Unravelling the biological processes driving tumour resistance is necessary to support the development of innovative treatment strategies. We report the design and feasibility of the MATCH-R prospective trial led by Gustave Roussy with the primary objective of characterizing the molecular mechanisms of resistance to cancer treatments. The primary clinical endpoints consist of analyzing the type and frequency of molecular alterations in resistant tumours and compare these to samples prior to treatment. Patients experiencing disease progression after an initial partial response or stable disease for at least 24 weeks underwent a tumour biopsy guided by CT or ultrasound. Molecular profiling of tumours was performed using whole exome sequencing, RNA sequencing and panel sequencing. At data cut-off for feasibility analysis, out of 333 inclusions, tumour biopsies were obtained in 303 cases (91%). From these biopsies, 278 (83%) had sufficient quality for analysis by high-throughput next generation sequencing (NGS). All 278 samples underwent targeted NGS, 215 (70.9%) RNA sequencing and 222 (73.2%) whole exome sequencing. In total, 163 tumours were implanted in NOD scid gamma (NSG) or nude mice and 54 patient-derived xenograft (PDX) models were established, with a success rate of 33%. Adverse events secondary to invasive tumour sampling occurred in 24 patients (7.6%). Study recruitment is still ongoing. Systematic molecular profiling of tumours and the development of patient-derived models of acquired resistance to targeted agents and immunotherapy is feasible and can drive the selection of the next therapeutic strategy.

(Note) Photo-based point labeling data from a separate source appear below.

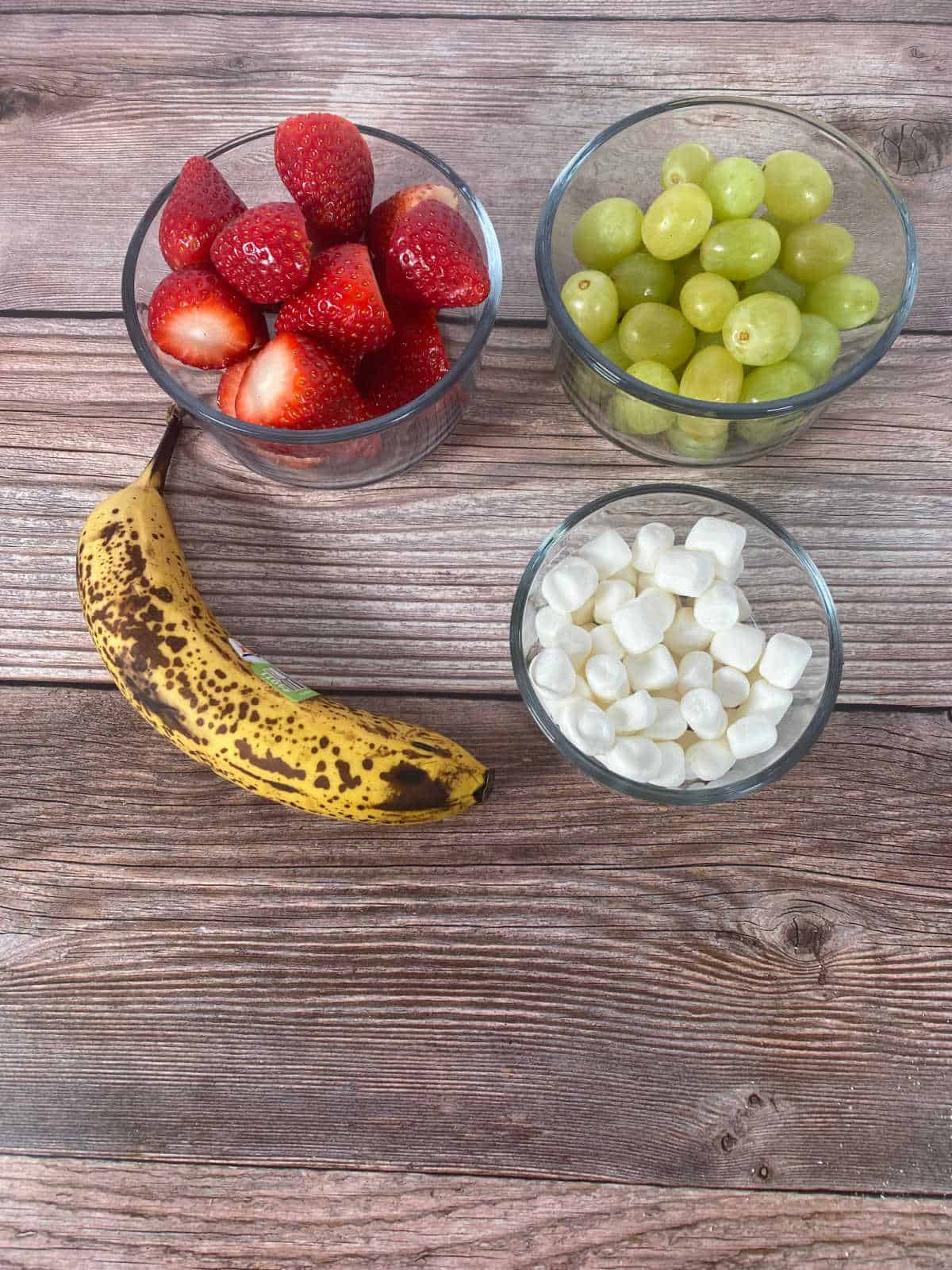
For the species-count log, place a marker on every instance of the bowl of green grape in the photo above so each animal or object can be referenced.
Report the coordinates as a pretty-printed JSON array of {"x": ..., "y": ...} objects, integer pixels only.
[{"x": 715, "y": 271}]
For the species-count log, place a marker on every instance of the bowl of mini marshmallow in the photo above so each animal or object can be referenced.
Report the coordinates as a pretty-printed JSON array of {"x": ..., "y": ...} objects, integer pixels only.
[{"x": 677, "y": 645}]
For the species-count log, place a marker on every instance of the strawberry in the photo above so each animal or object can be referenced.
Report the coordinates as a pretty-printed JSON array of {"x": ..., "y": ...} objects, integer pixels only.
[
  {"x": 328, "y": 169},
  {"x": 435, "y": 260},
  {"x": 198, "y": 319},
  {"x": 201, "y": 205},
  {"x": 264, "y": 253},
  {"x": 342, "y": 302},
  {"x": 295, "y": 383},
  {"x": 386, "y": 215},
  {"x": 412, "y": 362}
]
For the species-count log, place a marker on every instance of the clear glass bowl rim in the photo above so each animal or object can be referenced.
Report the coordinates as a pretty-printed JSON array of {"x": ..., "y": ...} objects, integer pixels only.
[
  {"x": 607, "y": 370},
  {"x": 657, "y": 793},
  {"x": 315, "y": 436}
]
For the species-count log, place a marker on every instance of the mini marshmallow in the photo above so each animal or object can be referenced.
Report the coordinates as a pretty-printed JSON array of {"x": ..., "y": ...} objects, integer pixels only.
[
  {"x": 635, "y": 757},
  {"x": 651, "y": 670},
  {"x": 634, "y": 713},
  {"x": 643, "y": 622},
  {"x": 552, "y": 671},
  {"x": 717, "y": 609},
  {"x": 611, "y": 596},
  {"x": 785, "y": 660},
  {"x": 753, "y": 734},
  {"x": 685, "y": 573},
  {"x": 607, "y": 552},
  {"x": 607, "y": 677},
  {"x": 685, "y": 634},
  {"x": 708, "y": 760},
  {"x": 570, "y": 584},
  {"x": 720, "y": 537},
  {"x": 695, "y": 671},
  {"x": 739, "y": 647},
  {"x": 651, "y": 540},
  {"x": 731, "y": 686},
  {"x": 704, "y": 713}
]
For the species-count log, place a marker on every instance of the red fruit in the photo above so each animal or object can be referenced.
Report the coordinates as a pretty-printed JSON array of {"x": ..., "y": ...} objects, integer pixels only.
[
  {"x": 412, "y": 362},
  {"x": 328, "y": 169},
  {"x": 201, "y": 205},
  {"x": 342, "y": 302},
  {"x": 435, "y": 260},
  {"x": 295, "y": 383},
  {"x": 386, "y": 215},
  {"x": 198, "y": 319},
  {"x": 264, "y": 253}
]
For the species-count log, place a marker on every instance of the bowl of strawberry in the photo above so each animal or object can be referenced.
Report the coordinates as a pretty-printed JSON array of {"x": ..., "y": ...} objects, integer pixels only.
[{"x": 317, "y": 296}]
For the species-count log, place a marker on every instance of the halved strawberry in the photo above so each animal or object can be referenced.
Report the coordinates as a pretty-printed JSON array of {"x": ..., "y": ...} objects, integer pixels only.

揭示驱动肿瘤耐药性的生物学过程对于支持创新治疗策略的发展至关重要。我们报告了由古斯塔夫·鲁西研究所主导的MATCH-R前瞻性试验的设计和可行性,其主要目标是确定癌症治疗耐药性的分子机制。主要临床终点包括分析耐药肿瘤中分子改变的类型和频率,并将其与治疗前的样本进行比较。在初始部分缓解或疾病稳定至少24周后出现疾病进展的患者,在CT或超声引导下进行肿瘤活检。使用全外显子组测序、RNA测序和靶向测序进行肿瘤的分子谱分析。在进行可行性分析的数据截止时,在333例纳入患者中,303例(91%)获得了肿瘤活检样本。从这些活检样本中,278例(83%)质量足以进行高通量二代测序(NGS)分析。所有278个样本均进行了靶向NGS,215例(70.9%)进行了RNA测序,222例(73.2%)进行了全外显子组测序。总共将163个肿瘤植入NOD scid gamma(NSG)小鼠或裸鼠体内,并建立了54个患者来源的异种移植(PDX)模型(成功率为3:1)。24例患者(7.6%)发生了与侵入性肿瘤取样相关的不良事件。研究招募仍在进行中。对肿瘤进行系统的分子谱分析以及建立针对靶向药物和免疫疗法获得性耐药的患者来源模型是可行的,并且可以推动下一个治疗策略的选择。